On top of that, if he had gone with me to Claire's house, he would have sat on the couch, sulking about being ignored, complaining about being bored, and asking when we could leave. The longer I stayed, the more he would act like an unruly child so I'd be compelled to cut my visit short - partly to get him to stop acting out and partly leaving early out of embarrassment.

I know this from experience.

Here's what happened.
The girl's day situation, 10am:
Me - I'm leaving in an hour to go have lunch at Claire's house. I'll be back in time for supper.
D - Why?
Me - Because you know how we talk. I never get out of there in less than 3 hours.
D - No, I mean why do you have to go at all?
Me - Because she's my friend.

D glares at me.

11am.
Me - I'm leaving for Claire's now. See you in a few hours.
D - I want to go.
Me - No, it's just going to be me and Claire.
D - Why?
Me - Because we're going to be doing girl talk, that's why.
D - I can still be there. You guys can talk.
Me - No. Look. She invited me, not us. I'm going over there alone. Plus, she's still upset about Ed's diagnosis, and she needs to vent and cry and I want to be there for her. It's not the right time for you to join us.
D - You're hiding something. I'm going with you.
Me - Oh for crying out loud. No. I'm leaving now.

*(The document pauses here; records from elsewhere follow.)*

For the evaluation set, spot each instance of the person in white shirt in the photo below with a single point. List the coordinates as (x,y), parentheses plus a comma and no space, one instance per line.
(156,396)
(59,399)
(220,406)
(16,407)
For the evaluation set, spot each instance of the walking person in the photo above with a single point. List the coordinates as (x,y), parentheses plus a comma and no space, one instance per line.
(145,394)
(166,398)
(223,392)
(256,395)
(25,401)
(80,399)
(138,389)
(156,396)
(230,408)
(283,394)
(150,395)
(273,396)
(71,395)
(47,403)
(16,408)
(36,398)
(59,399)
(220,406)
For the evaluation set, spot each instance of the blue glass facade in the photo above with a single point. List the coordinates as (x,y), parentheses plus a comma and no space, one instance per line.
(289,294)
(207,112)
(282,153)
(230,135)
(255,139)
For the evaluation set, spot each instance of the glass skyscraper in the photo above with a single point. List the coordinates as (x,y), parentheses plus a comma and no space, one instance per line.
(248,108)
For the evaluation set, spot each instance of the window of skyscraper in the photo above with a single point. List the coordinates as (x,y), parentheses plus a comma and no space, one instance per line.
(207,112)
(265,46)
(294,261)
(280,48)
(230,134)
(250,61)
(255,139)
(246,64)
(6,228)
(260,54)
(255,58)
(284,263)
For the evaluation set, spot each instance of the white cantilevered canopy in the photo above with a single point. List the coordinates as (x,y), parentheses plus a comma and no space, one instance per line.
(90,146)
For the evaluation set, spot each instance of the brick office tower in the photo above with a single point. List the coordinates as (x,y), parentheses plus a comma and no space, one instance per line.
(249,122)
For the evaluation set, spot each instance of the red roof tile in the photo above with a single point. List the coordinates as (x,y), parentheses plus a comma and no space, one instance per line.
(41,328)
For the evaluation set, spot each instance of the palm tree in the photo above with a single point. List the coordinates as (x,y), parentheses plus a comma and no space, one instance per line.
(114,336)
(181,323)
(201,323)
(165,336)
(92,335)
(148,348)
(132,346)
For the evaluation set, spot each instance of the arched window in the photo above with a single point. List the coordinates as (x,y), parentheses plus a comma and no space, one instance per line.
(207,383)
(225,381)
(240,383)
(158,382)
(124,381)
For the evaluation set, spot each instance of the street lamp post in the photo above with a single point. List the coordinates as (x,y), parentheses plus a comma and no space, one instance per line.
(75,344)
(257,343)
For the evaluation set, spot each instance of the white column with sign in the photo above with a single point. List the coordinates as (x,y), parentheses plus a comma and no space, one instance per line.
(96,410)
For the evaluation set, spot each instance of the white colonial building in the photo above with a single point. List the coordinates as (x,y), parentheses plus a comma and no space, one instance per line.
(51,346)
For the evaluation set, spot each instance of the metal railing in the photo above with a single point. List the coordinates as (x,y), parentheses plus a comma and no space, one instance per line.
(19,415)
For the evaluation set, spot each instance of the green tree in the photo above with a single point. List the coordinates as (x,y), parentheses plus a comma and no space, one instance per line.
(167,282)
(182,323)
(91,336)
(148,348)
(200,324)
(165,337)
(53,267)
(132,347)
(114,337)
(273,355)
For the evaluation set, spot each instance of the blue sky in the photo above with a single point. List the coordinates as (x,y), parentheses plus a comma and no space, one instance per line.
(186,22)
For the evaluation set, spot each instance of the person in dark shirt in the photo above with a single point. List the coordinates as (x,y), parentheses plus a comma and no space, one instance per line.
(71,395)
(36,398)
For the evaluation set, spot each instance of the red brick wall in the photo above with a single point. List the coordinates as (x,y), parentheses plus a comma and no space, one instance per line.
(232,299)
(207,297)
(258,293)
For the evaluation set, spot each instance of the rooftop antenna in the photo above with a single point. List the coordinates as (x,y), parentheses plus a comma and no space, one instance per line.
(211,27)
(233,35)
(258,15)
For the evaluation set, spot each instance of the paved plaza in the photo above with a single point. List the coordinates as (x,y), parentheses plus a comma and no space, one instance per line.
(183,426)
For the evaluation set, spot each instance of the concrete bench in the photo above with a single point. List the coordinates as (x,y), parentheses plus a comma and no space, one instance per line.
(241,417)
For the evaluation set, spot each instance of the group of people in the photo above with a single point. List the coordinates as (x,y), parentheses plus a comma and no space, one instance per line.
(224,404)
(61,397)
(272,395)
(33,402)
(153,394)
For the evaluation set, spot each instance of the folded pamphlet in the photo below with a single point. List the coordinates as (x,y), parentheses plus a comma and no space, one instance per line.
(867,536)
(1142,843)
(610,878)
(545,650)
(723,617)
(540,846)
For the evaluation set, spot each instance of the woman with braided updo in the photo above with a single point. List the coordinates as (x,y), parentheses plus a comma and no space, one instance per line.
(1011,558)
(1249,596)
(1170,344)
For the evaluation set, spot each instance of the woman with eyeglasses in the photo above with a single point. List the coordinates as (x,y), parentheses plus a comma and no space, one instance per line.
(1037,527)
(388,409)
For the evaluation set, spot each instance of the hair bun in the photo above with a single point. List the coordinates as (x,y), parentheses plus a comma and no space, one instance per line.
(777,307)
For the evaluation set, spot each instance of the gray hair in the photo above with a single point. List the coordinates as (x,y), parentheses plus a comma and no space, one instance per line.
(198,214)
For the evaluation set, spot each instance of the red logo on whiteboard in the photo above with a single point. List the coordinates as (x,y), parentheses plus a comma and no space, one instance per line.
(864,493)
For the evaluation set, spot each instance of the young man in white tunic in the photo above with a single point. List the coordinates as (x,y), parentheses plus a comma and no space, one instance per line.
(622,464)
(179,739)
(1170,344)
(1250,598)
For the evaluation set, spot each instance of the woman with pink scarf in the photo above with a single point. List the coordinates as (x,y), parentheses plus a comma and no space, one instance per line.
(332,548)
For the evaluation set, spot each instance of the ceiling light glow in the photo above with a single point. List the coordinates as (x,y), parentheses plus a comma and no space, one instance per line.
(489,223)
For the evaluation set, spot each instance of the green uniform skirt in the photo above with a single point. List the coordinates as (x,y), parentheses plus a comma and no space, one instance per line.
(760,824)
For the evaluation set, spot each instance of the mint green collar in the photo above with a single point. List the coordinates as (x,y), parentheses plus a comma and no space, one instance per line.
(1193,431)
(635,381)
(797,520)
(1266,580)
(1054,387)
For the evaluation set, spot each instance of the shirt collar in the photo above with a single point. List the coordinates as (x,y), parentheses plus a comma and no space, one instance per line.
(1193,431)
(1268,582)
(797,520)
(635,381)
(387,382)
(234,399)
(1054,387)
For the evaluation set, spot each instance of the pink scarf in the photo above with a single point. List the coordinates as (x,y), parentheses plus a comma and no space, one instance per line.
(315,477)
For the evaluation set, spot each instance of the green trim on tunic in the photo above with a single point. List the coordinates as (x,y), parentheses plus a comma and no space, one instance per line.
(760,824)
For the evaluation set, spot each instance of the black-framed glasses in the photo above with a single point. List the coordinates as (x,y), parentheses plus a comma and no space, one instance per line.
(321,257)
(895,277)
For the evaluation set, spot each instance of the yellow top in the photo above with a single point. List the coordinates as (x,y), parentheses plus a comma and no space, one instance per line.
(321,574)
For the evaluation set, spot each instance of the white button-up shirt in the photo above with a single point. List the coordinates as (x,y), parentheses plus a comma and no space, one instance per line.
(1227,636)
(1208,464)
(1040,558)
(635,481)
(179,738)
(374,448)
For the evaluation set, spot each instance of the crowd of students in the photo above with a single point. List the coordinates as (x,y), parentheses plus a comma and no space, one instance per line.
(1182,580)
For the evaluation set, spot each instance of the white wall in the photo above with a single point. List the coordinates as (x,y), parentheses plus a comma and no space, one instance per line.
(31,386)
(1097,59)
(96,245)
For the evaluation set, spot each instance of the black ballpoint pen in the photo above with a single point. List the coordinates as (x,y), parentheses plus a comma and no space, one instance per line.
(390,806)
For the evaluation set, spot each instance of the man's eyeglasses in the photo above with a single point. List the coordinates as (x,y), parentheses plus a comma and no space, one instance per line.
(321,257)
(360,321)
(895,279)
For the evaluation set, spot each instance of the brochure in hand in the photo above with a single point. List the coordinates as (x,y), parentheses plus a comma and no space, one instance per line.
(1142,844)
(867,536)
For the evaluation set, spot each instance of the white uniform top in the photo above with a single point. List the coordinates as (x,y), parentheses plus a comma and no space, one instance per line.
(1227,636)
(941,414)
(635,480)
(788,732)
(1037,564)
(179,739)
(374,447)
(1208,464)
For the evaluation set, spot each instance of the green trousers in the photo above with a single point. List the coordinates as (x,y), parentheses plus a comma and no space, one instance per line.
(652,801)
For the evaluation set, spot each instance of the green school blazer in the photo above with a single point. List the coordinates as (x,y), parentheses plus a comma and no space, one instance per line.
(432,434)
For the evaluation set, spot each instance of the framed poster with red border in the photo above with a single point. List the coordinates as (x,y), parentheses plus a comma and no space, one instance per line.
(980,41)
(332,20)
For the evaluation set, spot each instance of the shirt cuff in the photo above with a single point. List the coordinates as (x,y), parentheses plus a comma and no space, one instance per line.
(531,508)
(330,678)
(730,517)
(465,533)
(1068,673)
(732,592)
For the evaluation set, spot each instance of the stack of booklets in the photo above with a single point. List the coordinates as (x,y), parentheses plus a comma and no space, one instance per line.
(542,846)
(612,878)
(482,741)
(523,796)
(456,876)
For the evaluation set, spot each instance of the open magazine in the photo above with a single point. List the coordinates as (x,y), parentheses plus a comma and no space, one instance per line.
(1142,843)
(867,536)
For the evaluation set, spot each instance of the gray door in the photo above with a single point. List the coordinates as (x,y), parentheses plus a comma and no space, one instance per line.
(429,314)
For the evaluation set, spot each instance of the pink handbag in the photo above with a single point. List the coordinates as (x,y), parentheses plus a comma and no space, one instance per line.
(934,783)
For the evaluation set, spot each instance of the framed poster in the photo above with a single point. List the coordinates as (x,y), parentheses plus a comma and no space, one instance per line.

I grab my keys and walk out.
D storms off to the garage to sulk for a few days.

------------------------

In retrospect, since his response is usually passive and he shuts me out for several days when I offend him like this, I have been making a point to speak up and/or not play into his games - not just to stop the crazy at home, but primarily so he'll leave me alone. I'm much more at peace when he removes himself from my life, and his absences give me uninterrupted time and space to sort through everything in the house and pack up my personal belongings. 

It also helps me to emotionally separate from wanting things to work out between us. I gave it 20 years. If it can't be fixed in that time, it's not gonna be fixed in my lifetime. It also eliminates any chance of having the occasional good day with him, which always makes me question my plans to leave. This is hard. I love him on the good days, but they're so rare and fragile, that they never last. When we have good days, I think maybe we can work it out, maybe I can help him change, maybe he'll come around... When we have good days I feel super guilty about my plans to abandon him. His mother was forced to abandon him twice (long stories - medical reasons - she had no choice.) He doesn't have enough income to live on his own. He has physical scars and problems from the accident and I don't want him to think I'm leaving him because of that.

Ugh. I don't care what he thinks of me. I have my reasons for leaving. He can't be saved, but I can - if I suck it up and be strong and get out before depression swallows me whole. 

This duality of wanting to get out but wanting the old D back is depressing and gives me chest pains and anxiety. It's a weird combination of feelings that don't mix well, but there they are - all mixed together and hurting my soul.

Maybe someone could also design a Periodic Table of the Elements of Surviving Abuse.